As my noble friend Lady Kramer indicated, we Liberal Democrats have for some time been urging a major programme of housebuilding. In Sweden, new homes use hardly any energy; they are energy-neutral. A major programme of new, affordable homes, built to modern standards, would improve our performance enormously. In the 1960s, when the population was increasing at a similar rate to the present one, the target was to build 300,000 homes a year, many of them in the social housing sector.
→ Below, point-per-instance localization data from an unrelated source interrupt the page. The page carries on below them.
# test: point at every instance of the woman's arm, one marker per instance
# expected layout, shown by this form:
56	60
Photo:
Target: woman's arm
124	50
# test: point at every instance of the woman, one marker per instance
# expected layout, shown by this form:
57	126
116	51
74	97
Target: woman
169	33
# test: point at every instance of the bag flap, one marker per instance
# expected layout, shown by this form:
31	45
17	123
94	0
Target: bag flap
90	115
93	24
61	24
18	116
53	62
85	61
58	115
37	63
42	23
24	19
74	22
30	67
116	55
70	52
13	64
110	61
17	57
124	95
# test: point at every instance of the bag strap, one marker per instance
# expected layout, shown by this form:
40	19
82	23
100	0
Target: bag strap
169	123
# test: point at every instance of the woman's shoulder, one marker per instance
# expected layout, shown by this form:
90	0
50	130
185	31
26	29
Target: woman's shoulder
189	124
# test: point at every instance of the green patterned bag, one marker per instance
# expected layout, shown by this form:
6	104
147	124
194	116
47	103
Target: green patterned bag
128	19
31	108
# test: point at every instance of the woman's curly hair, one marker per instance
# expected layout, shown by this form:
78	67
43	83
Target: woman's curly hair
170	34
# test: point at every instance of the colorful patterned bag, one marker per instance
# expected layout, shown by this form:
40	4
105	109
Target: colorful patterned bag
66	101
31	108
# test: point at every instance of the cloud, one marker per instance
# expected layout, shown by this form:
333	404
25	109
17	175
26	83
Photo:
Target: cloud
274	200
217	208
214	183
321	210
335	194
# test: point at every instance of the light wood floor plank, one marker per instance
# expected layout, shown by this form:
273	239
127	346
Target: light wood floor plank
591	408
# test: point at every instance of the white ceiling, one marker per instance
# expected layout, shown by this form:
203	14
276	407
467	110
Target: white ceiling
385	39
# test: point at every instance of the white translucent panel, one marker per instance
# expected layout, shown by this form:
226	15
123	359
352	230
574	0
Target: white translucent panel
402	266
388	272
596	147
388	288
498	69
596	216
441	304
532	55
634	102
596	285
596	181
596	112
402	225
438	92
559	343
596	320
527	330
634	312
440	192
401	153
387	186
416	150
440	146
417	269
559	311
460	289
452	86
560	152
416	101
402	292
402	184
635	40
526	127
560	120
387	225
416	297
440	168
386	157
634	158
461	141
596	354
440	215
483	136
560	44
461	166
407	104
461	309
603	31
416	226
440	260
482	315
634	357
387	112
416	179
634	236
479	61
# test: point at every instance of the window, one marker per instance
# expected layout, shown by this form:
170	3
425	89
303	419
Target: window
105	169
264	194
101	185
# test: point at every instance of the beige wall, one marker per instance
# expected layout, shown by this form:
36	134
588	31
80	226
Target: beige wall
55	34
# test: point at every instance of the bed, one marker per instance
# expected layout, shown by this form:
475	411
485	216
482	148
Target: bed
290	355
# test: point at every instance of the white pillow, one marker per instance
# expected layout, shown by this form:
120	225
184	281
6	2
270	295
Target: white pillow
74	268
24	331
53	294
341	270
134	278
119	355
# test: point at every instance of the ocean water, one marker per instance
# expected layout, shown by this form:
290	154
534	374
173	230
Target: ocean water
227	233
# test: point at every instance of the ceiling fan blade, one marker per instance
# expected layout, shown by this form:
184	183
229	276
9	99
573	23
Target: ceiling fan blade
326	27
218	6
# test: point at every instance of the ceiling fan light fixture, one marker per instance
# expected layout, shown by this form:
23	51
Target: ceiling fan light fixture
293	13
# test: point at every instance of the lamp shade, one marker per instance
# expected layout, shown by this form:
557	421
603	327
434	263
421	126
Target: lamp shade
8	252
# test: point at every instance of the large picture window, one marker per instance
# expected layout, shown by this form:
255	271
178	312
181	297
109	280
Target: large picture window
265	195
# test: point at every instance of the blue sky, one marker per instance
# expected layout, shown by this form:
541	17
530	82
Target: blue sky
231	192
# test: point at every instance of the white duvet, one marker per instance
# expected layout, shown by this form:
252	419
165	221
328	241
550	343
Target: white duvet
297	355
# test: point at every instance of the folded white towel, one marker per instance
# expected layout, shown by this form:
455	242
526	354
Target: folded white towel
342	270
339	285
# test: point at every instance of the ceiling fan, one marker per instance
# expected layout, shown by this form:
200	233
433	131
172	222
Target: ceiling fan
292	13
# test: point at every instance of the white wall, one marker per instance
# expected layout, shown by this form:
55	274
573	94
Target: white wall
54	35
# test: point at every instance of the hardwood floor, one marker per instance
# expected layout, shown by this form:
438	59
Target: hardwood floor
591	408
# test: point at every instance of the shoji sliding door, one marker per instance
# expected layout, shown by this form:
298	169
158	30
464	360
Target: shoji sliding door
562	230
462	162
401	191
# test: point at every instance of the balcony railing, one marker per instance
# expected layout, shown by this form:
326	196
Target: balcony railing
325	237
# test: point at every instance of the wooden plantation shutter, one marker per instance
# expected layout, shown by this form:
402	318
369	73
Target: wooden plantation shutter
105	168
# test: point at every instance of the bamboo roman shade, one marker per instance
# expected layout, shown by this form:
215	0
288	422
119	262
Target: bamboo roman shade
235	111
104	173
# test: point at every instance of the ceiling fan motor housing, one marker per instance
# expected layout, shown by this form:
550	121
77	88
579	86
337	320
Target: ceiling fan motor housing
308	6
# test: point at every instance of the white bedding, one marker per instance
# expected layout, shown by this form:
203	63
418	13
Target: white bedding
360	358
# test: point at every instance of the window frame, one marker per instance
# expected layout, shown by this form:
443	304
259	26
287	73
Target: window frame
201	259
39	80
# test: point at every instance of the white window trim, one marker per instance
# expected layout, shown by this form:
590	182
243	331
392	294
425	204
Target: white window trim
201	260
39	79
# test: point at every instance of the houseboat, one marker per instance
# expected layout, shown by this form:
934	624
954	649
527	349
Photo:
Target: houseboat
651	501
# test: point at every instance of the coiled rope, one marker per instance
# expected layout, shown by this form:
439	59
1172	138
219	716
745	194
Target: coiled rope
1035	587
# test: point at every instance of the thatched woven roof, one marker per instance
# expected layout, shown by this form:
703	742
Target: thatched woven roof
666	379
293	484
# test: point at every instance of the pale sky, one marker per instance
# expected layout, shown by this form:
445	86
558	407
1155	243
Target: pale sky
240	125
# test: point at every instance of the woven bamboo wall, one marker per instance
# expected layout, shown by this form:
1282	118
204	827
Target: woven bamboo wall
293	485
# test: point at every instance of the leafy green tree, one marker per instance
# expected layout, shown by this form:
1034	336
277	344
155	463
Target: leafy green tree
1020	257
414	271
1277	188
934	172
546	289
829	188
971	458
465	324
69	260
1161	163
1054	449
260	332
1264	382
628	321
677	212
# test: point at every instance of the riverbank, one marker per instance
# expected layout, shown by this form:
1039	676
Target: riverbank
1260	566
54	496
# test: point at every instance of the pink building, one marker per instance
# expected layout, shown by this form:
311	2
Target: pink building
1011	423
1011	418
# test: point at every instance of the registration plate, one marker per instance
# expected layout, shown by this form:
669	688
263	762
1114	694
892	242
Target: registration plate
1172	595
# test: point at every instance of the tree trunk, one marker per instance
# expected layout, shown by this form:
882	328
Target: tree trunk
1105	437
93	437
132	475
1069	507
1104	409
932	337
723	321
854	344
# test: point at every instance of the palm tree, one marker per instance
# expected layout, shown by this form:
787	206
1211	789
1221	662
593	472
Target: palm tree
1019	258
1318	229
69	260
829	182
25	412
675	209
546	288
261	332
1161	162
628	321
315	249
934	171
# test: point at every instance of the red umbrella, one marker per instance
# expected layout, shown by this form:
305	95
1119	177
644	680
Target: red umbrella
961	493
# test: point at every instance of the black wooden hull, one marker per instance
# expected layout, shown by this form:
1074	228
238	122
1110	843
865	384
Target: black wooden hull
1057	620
Today, our target is 170,000 homes over five years—34,000 a year—and last year the number of affordable homes under construction fell to 15,698. The potential is there to use this period of recession to invest in a long-lasting asset that will increase general well-being and the benefits of which should last for a very long time. I can only hope that we will seize this opportunity, for it would appear be a win-win proposition.

I also want to talk about science and innovation. I applaud the ring-fencing of the science budget of £4.6 billion and the extra money that has gone into the research budget in the past 18 months. However, the 2010 spending review slashed capital expenditure in the science sector and, as the Campaign for Science and Engineering has exposed, left the sector as a whole £1.7 billion worse off in cash terms. Spending on science is not just money for research to underpin our science base. It simultaneously trains a cadre of scientists and technicians, who are essential if we as a nation are to pick up and use modern technologies to the full. That is precisely what underpins Siemens and German competitiveness.

I fear that while all eyes have been on undergraduate fees and their impact, we have given no thought to the postgraduate situation. Yet it is the availability of these highly trained and highly skilled workers that attracts high-value-added foreign investment, such as that in the pharmaceutical industry, and which—note the position of Pfizer—will leave us if we do not maintain the training of a large number of highly qualified people.

We may well be ring-fencing science in relation to other public expenditure but we ignore what is happening overseas. Figures for 2009 show that, at 1.8%, the UK spends a smaller proportion of its GDP on R and D than any other G7 nation except Italy, while the government spend of 0.17% is bottom of the G7 league table. Germany, the US and Japan are now up to 3%, while China is fast moving up the league tables, as others have noticed. If we are to meet the aspiration expressed in David Willetts’s speech in January—that Britain should be the best place in the world to do research—we need to increase our spend substantially.

I very much endorse what the noble Lord, Lord Bates, said about the visa issue. We are doing much harm to ourselves with our current visa arrangements, which discourage many postgraduate students from applying to do their work in Britain.